Regression analysis and randomisation distract us from the real scientific issues15 November, 2016 at 18:37 | Posted in Statistics & Econometrics | 1 Comment
In my view, regression models are not a particularly good way of doing empirical work in the social sciences today, because the technique depends on knowledge that we do not have. Investigators who use the technique are not paying adequate attention to the connection – if any – between the models and the phenomena they are studying. Their conclusions may be valid for the computer code they have created, but the claims are hard to transfer from that microcosm to the larger world …
Given the limits to present knowledge, I doubt that models can be rescued by technical fixes. Arguments about the theoretical merit of regression or the asymptotic behavior of specification tests for picking one version of a model over another seem like the arguments about how to build desalination plants with cold fusion and the energy source. The concept may be admirable, the technical details may be fascinating, but thirsty people should look elsewhere …
Causal inference from observational data presents many difficulties, especially when underlying mechanisms are poorly understood. There is a natural desire to substitute intellectual capital for labor, and an equally natural preference for system and rigor over methods that seem more haphazard. These are possible explanations for the current popularity of statistical models.
Indeed, far-reaching claims have been made for the superiority of a quantitative template that depends on modeling – by those who manage to ignore the far-reaching assumptions behind the models. However, the assumptions often turn out to be unsupported by the data. If so, the rigor of advanced quantitative methods is a matter of appearance rather than substance.
Freedman is absolutely spot on in his critique of how regression analysis has been applied in social sciences.

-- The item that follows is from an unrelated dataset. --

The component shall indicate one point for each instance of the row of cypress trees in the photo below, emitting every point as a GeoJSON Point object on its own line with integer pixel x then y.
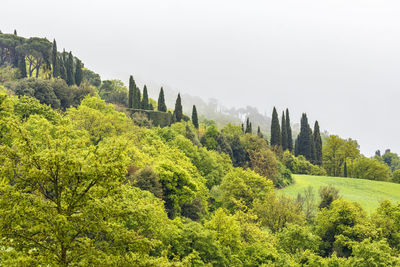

But a growing number of social scientists today seems to think that randomization may somehow solve the causality problems surrounding regression analysis and econometrics. By randomizing we are getting different ‘populations’ (‘treatment’ and ‘control’ groups) that are homogeneous in regards to all variables except the one we think is a genuine cause. In this way we are supposed to not have to actually know what all these other factors are.
If you succeed in performing an ideal randomization with different treatment groups and control groups that is attainable. But it presupposes that you really have been able to establish – and not just assume – that the probability of all other causes but the putative have the same probability distribution in the ‘treatment’ and ‘control’ groups, and that the probability of assignment to ‘treatment’ or ‘control’ groups are independent of all other possible causal variables.
Unfortunately, real experiments and real randomizations seldom or never achieve this. So, yes, we may do without knowing all causes, but it takes ideal experiments and ideal randomizations to do that, not real ones.
That means that in practice we have to have sufficient background knowledge to deduce causal knowledge. Without old knowledge, we can’t get new knowledge. No causes in, no causes out.
Conclusion — neither regression analysis, nor randomisation, are substitutes for doing real science.